こんにちは。ビジュアルデベロップメントアーティスト(Visual Development Artist)の伊藤頼子です。連載 第5回では一点透視図法(One Point Perspective)について、第6回では二点透視図法(Two Point Perspective)について学びました。今回は三点透視図法(Three Point Perspective)について解説していきます。3つの透視図法のちがいを理解し、ストーリーに応じて的確に使い分けられるようになりましょう。

伊藤頼子氏(ビジュアルデベロップメントアーティスト)

三重県出身。短大の英文科を卒業後、サンフランシスコのAcademy of Art Universityに留学し、イラストレーションを専攻。卒業後は子供向け絵本のイラストレーション制作に携わる。ゲーム会社でのBackground Designer/Painterを経て、1997年からDreamWorks AnimationにてEnvironmental Design(環境デザイン)やBackground Paint(背景画)を担当。2002年以降はVisual Development Artistに転向し、『Madagascar』(2005)でAnnie Award(アニー賞)にノミネートされる。2013年以降はフリーランスとなり、映画やゲームをはじめ、様々な分野の映像制作に携わる。2013年からはAcademy of Art UniversityのVisual Development Departmentにて後進の育成にも従事。2017年以降は拠点をロサンゼルスに移し、Sony Pictures Animationにて映画制作に携わる。
www.yorikoito.com

三点透視図法による画づくりと、その効果

第6回で解説した二点透視図法では、2つの消失点を水平線上に設定しました。三点透視図法では、水平線の上方、あるいは下方に3つ目の消失点を設定します。画面内の線は、3つの消失点のいずれかに向かって収束します。三点透視図法を使うと上下方向の遠近感が強調されるため、ダイナミックな印象の画づくりが可能となります。

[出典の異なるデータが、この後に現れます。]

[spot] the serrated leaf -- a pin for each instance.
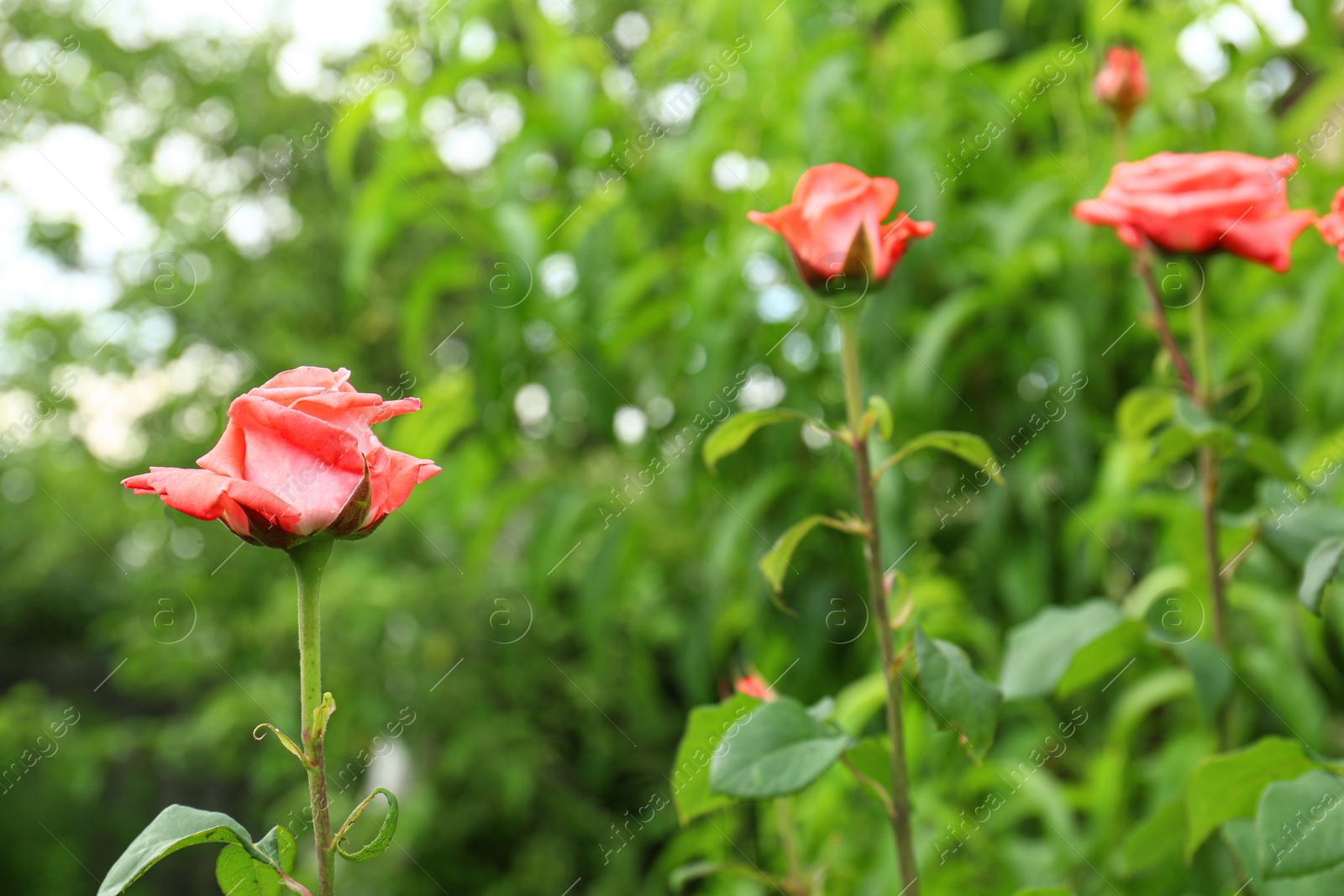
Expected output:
(776, 562)
(175, 828)
(241, 875)
(1213, 676)
(1229, 786)
(972, 449)
(1299, 826)
(777, 750)
(705, 731)
(1263, 454)
(1105, 654)
(961, 699)
(1158, 839)
(1320, 567)
(1142, 410)
(1241, 839)
(1041, 652)
(882, 414)
(871, 758)
(385, 833)
(732, 432)
(859, 701)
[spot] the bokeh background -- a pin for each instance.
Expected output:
(533, 217)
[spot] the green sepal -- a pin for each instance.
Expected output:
(286, 741)
(322, 714)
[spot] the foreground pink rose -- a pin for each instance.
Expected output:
(1332, 224)
(297, 459)
(833, 224)
(1200, 202)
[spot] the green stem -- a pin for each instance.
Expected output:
(873, 555)
(1209, 461)
(309, 560)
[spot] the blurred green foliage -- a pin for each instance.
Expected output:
(546, 644)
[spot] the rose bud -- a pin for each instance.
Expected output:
(1122, 83)
(756, 687)
(833, 226)
(1332, 224)
(297, 461)
(1200, 202)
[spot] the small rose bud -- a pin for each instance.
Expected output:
(1122, 83)
(756, 687)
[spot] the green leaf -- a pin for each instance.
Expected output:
(696, 871)
(871, 758)
(859, 701)
(241, 875)
(880, 411)
(1320, 567)
(776, 562)
(1299, 826)
(1156, 839)
(1263, 454)
(1229, 786)
(1097, 660)
(777, 750)
(734, 432)
(1041, 651)
(961, 700)
(1213, 676)
(1142, 410)
(385, 833)
(172, 829)
(972, 449)
(705, 731)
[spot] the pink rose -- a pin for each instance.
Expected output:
(833, 224)
(1332, 224)
(1200, 202)
(297, 459)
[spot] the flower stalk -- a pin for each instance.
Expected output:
(1209, 463)
(309, 562)
(900, 802)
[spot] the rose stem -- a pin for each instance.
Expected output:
(900, 813)
(309, 560)
(1209, 466)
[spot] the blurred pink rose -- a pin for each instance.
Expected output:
(1200, 202)
(1122, 83)
(833, 224)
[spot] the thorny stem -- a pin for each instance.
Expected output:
(1209, 464)
(309, 560)
(900, 813)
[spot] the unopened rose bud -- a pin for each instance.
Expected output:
(1122, 83)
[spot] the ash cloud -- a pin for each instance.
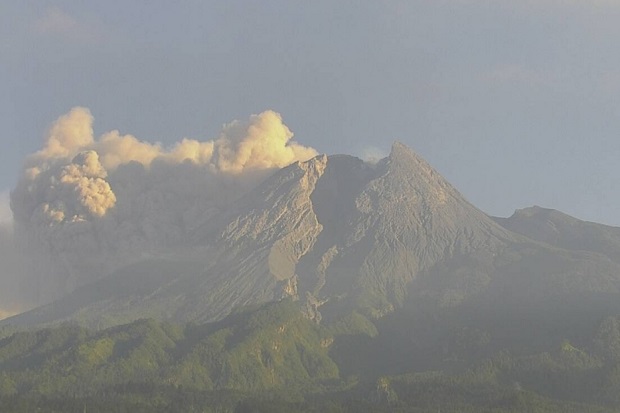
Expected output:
(85, 205)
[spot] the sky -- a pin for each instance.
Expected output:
(516, 102)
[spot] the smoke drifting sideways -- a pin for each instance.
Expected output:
(10, 268)
(84, 206)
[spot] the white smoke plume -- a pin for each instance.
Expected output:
(85, 205)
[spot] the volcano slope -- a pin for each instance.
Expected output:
(337, 234)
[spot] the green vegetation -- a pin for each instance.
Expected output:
(271, 359)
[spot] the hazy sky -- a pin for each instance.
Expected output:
(515, 102)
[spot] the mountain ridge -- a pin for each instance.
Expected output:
(338, 234)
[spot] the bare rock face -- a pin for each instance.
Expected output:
(339, 234)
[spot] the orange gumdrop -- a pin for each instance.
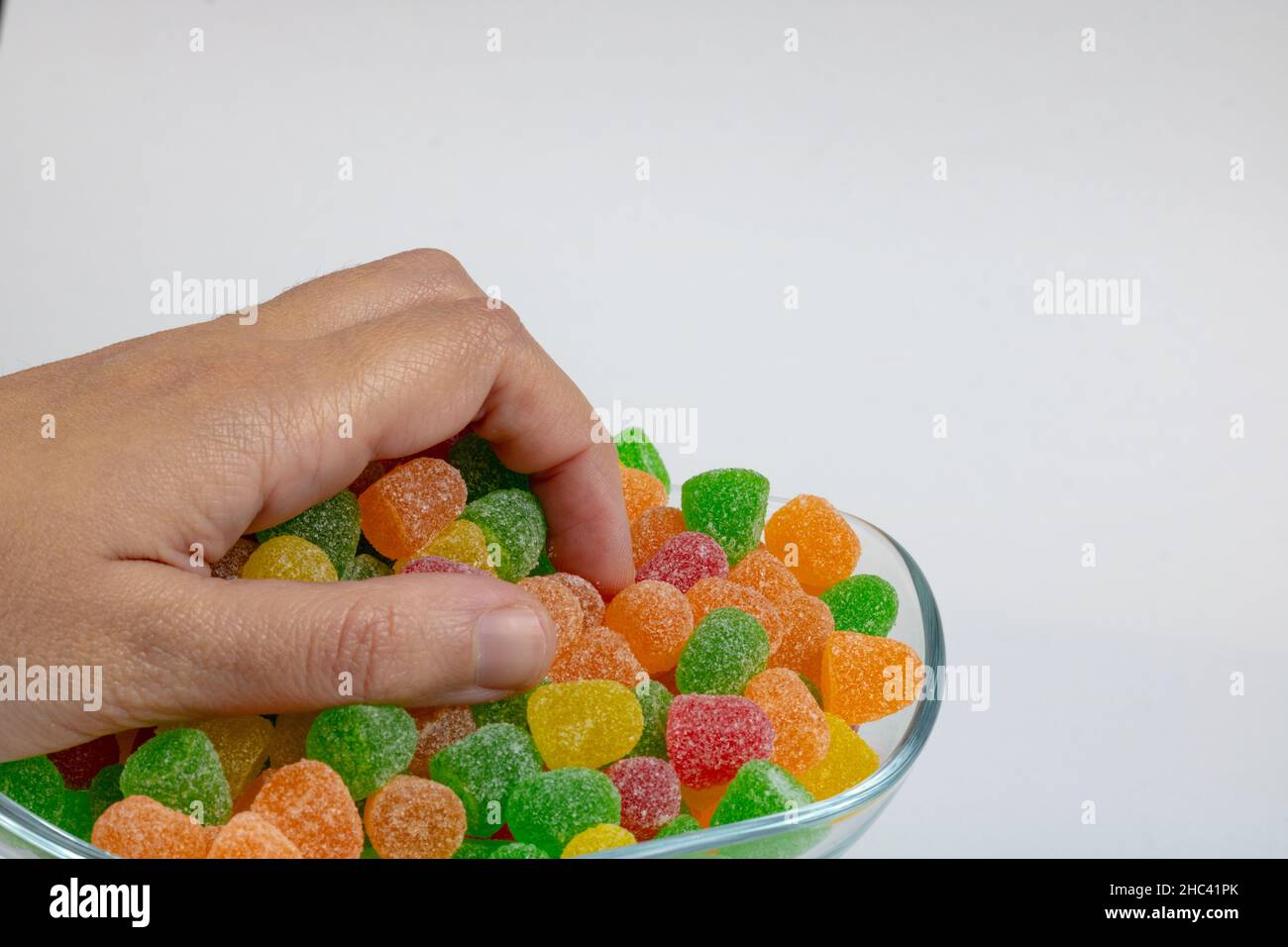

▲【左】水平線(赤色の直線)の上方に3つ目の消失点を設定すると、モチーフを見上げる構図になります/【右】水平線(赤色の直線)の下方に3つ目の消失点を設定すると、モチーフを見下ろす構図になります


三点透視図法を使う場合には、カメラの広角レンズを通した見え方を参考にすると、画面構成がしやすいでしょう。カメラのレンズは、望遠レンズ、標準レンズ、広角レンズの3種類に大別され、このうち広角レンズは、撮影できる範囲が最も広い一方で、画の中心から遠い被写体ほど歪曲するという特徴があります(※)。

※カメラのレンズについては、「レンズと画角のちがいを知り、表現に活かす>>CG制作者のための画角講座」でより詳しく解説しています。こちらも参考にしてください。

Lesson11:三点透視図法を使い、上下方向の遠近感を強調する

三点透視図法を使い、モチーフの高さを強調する画づくりをしてみましょう。

▲【左】モチーフを見上げる構図(あおり)にすると、高さを強調できます/【右】モチーフを見下ろす構図(俯瞰(ふかん))も、見上げる構図と同様に高さを強調できます。ただし、見上げる構図と、見下ろす構図とでは、見る人に与える印象が変わります

名画のショットを通して、透視図法を学ぶ

第6回に続いて、透視図法を効果的に使っている名画のショットも引用しながら、三点透視図法が見る人に与える印象を解説していきます。

▲【左】建物を見上げる構図にすることで、その高さが強調されています/【右】『The Fall(邦題:落下の王国)』(2006)ターセム・シン(Tarsem Singh)監督。このショットでは、鉄橋の高さが強調されています。このような構図は、見る人に圧迫感や威圧感を与える効果があります。加えて、三点透視図法が生み出すダイナミックなライン(赤色の矢印)が、画面の焦点(Focal Point)を強調しています


▲【左】『Citizen Kane(邦題:市民ケーン)』(1941)オーソン・ウェルズ(Orson Wells)監督。人物も見上げる構図にすることで、圧迫感や威圧感を強調できます。そのため「相手に見くだされている」という印象を与えることができます。このショットでは広角レンズを使っているため、室内の広い範囲が撮影されています。一方で、画の中心から遠い被写体は歪曲しています/【右】『Black Narcissus(邦題:黒水仙)』(1947)マイケル・パウエル(Michael Latham Powell)監督。このショットでは、建物と人物を見下ろす構図にすることで、人物に対する優越感を表現しています。【左】のショットとは対照的に、「相手を見くだしている」という印象を与えることができます


三点透視図法が見る人に与える印象を理解し、ショットのストーリーに合わせた画づくりを目指しましょう。このとき、水平線と、3つ目の消失点との距離に注意してください。両者の距離が近すぎると、不自然な画になってしまいます。まずはサムネイルを描いてみて、どの程度の距離が有効か、試してみると良いでしょう。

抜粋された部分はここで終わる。